Je visite beaucoup d’endroits qui donnent envie de ne plus en repartir, je me trouve face à des paysages de rêve, une nature magnifique, je rencontre des gens d’une grande gentillesse, mais je reviens toujours, je reviens avec de délicieux thés, souvent, c’est mon métier, et puis avec ces photos que je peux partager avec vous, que je veux partager avec vous et qui sont aussi une manière pour moi de prolonger le voyage, des jours, des semaines plus tard. Ces photos, je vous les montre ici, je vous les explique en quelques lignes et cet exercice me transporte. Grâce à vous je suis revenu, je suis face à ces montagnes qui m’ont vu passer un peu trop vite et j’ai tout loisir de les contempler, ici, en votre compagnie.
Inde
Une terre bien tenue
Les pratiques agricoles évoluent avec le temps. Si autrefois on plantait parfois les théiers dans le sens de la pente ce qui se traduisait par des lignes verticales visibles sur la partie gauche de cette photo, aujourd’hui on va installer les jeunes plants suivant une ligne horizontale, ceci afin de limiter l’érosion des sols. Lors de fortes pluies, les eaux vont ruisseler plus lentement et les théiers vont mieux tenir la terre.
Mon ami Anil
J’ai connu Anil il y a plus de 10 ans. A l’époque il dirigeait une plantation de thé d’une très grande beauté, Thaishola, dans le sud de l’Inde. Je lui ai rendu visite à plusieurs reprises. Il m’a beaucoup appris. Il faisait sur ces montagnes que l’on nomme les Nilgiris des thés de qualité. Puis il a été auditeur pour des organismes qui certifient que le thé est produit d’un façon qui respecte la terre et les hommes. Un beau défi. Et aujourd’hui, grâce à son immense expérience, il conseille des plantations de thé. Récemment je lui ai rendu visite avec une équipe de Palais des Thés. Il a été aux petits soins pour nous. Il s’est mis en quatre pour nous organiser des rencontres avec ceux qu’il estime être les meilleurs producteurs de la région. Du matin au soir nous l‘avons harcelé de questions. Il nous a aussi permis de loger dans cet incroyable Ootacamund Club qui vous transporte deux cents ans en arrière, à l’époque de la reine Victoria. Il nous a consacré tout son temps. Jamais lassé par notre soif d’en savoir davantage sur le thé. Jamais avare ni d’une explication ni d’un bon mot. Merci Anil !
Partager sa passion
A travers ce blog qui fête sa septième année, j’ai plaisir à raconter le métier que j’exerce depuis plus de 30 ans, un métier qui peut se lire comme une passion. Le faire découvrir in situ à des équipes de Palais des Thés participe de ce bonheur et leur permet de lever le voile sur ce qui fait mon quotidien. Ils me suivent dans mes visites de champs de thé et je partage avec eux ce temps si important à mes yeux passé avec les fermiers, les planteurs, à comprendre chaque aspect de leur métier et de leur vie. Ici, de gauche à droite, Benoît (qu’un mauvais cadrage dont j’assume la responsabilité prive de son oreille droite), Audrey, Sylvie, Frédéric, Constance et Linda qui n’ont pas l’air malheureux du voyage.

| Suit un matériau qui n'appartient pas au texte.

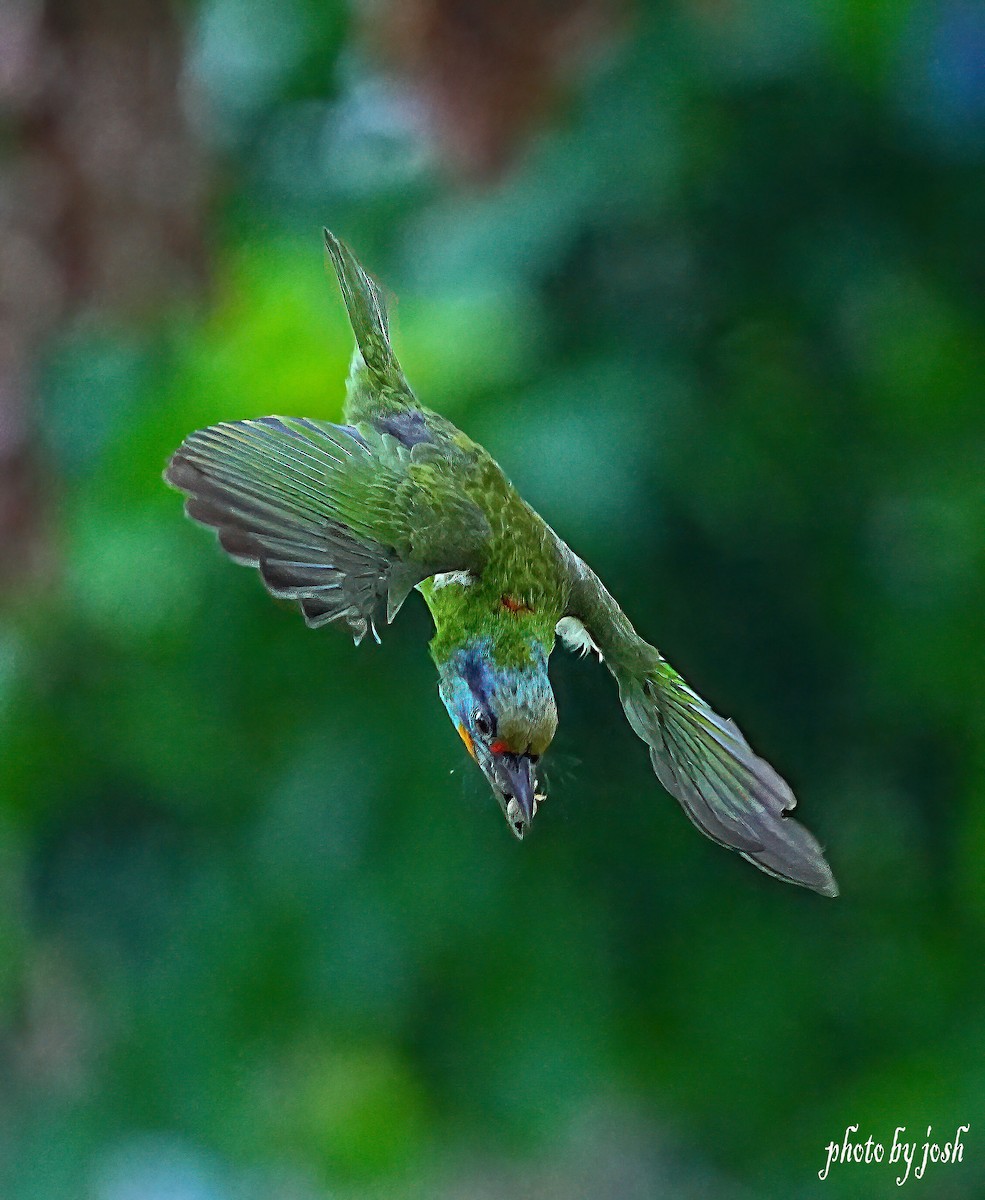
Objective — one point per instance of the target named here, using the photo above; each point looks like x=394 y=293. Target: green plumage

Darjeeling, faits et chiffres
Le gaur : un désherbant puissant
Dans une plantation de thé, il m’arrive de tomber nez à nez avec des bestioles variées : charmantes coccinelles, ravissantes libellules, jolis papillons, araignées de toutes sortes, inoffensives pour certaines, un peu moins pour d’autres, mygales, sangsues, passereaux, rapaces, rongeurs, vers de terre, mangoustes, serpents longs comme le bras, cobras compris, chevreuils et j’en passe. Je rencontre le bison indien – que l’on nomme aussi gaur -dans le sud de l’Inde uniquement. Il est d’une puissance impressionnante. Les tigres, encore présents dans cette région, se mettent à plusieurs pour en faire leur repas. En attendant, le gaur se promène avec une certaine délicatesse entre les théiers. A défaut de se nourrir des feuilles de cet arbuste il raffole de toutes les mauvaises herbes qui poussent entre deux rangées. Une aide au désherbage, en somme.

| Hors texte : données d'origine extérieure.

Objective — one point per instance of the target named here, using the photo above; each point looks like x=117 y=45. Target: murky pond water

Darjeeling manque de main d’œuvre
La situation à Darjeeling est contrastée. La vie a repris dans tout le district. Les routes, les boutiques, les hôtels sont à nouveau ouverts. Les plantations de thé, également. Mais l’ampleur de la tâche est considérable puisque les théiers ont disparu sous les mauvaises herbes. Rien de grave pour les arbustes, ils sont en parfaite santé, mais il faut couper toute cette végétation puis rabattre nos chers camellia sinensis afin qu’ils retrouvent leur taille initiale. Malheureusement, la main d’œuvre manque à Darjeeling. Durant les 3 mois qu’a duré le coup de force en vue d’une autonomie régionale, de nombreux hommes ont quitté les montagnes pour aller chercher du travail ailleurs. Et les plantations n’ont aujourd’hui pas assez de monde pour effectuer ce travail de défrichage et de taille. Or ce travail est essentiel pour espérer une belle récolte au printemps prochain. Sinon, le thé de Darjeeling va manquer et les faux Darjeeling, qui commencent déjà à circuler, vont envahir le marché. Cela serait une catastrophe pour Darjeeling et j’espère de tout mon cœur qu’elle ne se produira pas. Il va falloir être très vigilant.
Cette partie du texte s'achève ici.